Comemora-se a 26 de Julho Santa Ana e São Joaquim, o casal
que gerou Maria, a mãe de Jesus e, por isso, titulada Mãe de Deus. Este gesto
de ternura para com os avós de Jesus é antiquíssimo na Igreja. Por extensão,
esta data passou a ser comum à comemoração de todos os avós.
É uma oportunidade para eu pensar nos meus e nesta função
patriarcal de ser pai e mãe dos pais e das mães.
Não conheci a minha avó materna e o meu avô materno, com
quem tinha uma relação distante, faleceu quando eu tinha uns sete anos. A
oração é o nosso principal ponto de encontro.
Fui criado quase em comum pelos meus pais e avós paternos,
com quem aprendi muito. Essa experiência leva-me hoje a lamentar todos os que
não podem desfrutar desse convívio com os anciãos que partilham o mesmo sangue,
os mesmos genes, o mesmo ADN, a mesma carga tradicional e familiar.
A minha avó, analfabeta, era senhora de uma sabedoria
enorme, feita de anos e de sofrimento, e dela aprendi provérbios, ditos,
histórias, lendas, e a dinâmica da vida, a resiliência.
O meu avô ensinou-me a jogar, às cartas e não só. A bisca
foi óptima para aprender a fazer contas rapidamente e ganhar desembaraço
manual.
Com ambos aprendi lengalengas e jogos tradicionais, pico, pico,
maçarico, cama de gato, etc.
Estive perto e vivi intensamente a partida, primeiro da
minha avó, depois do meu avô.
Na véspera do falecimento, percebi que era a última vez que
o via e despedi-me com carinho, mas sem mencionar a minha intuição, e ele nem
estava assim tão mal. Também nada disse ao meu pai. Mas ficou tanto por fazer,
tanto por falar. Queria que o meu avô me ensinasse a podar oliveiras e outras
coisas que não cheguei a aprender, outras que ficaram por dizer.
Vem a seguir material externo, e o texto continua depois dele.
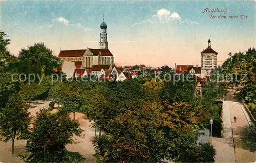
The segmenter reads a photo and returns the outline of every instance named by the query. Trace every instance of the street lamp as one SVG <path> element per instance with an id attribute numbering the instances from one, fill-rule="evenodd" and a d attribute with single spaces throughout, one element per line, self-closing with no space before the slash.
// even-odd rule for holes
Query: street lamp
<path id="1" fill-rule="evenodd" d="M 211 142 L 211 132 L 212 131 L 212 123 L 214 123 L 214 120 L 212 119 L 210 119 L 210 141 Z"/>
Todos sofremos desta incapacidade de gerir o tempo e vivemos
ignorando que qualquer dia pode ser o último.
Hoje tenta ignorar-se a morte e desbaratamos o tempo,
escasseia a consideração e cuidado que os avós merecem e de que necessitam,
pois cada um de nós começa por ser uma extensão dos avós. Somo-lo
geneticamente, mas nem sempre o assumimos no contexto de tradições.
E se for necessário alterar os nossos conceitos sociais e
familiares para voltarmos a ter avós, com tempo e paciência para os netos, e
netos, com mais atenção aos avós que à electrónica, pois que assim seja.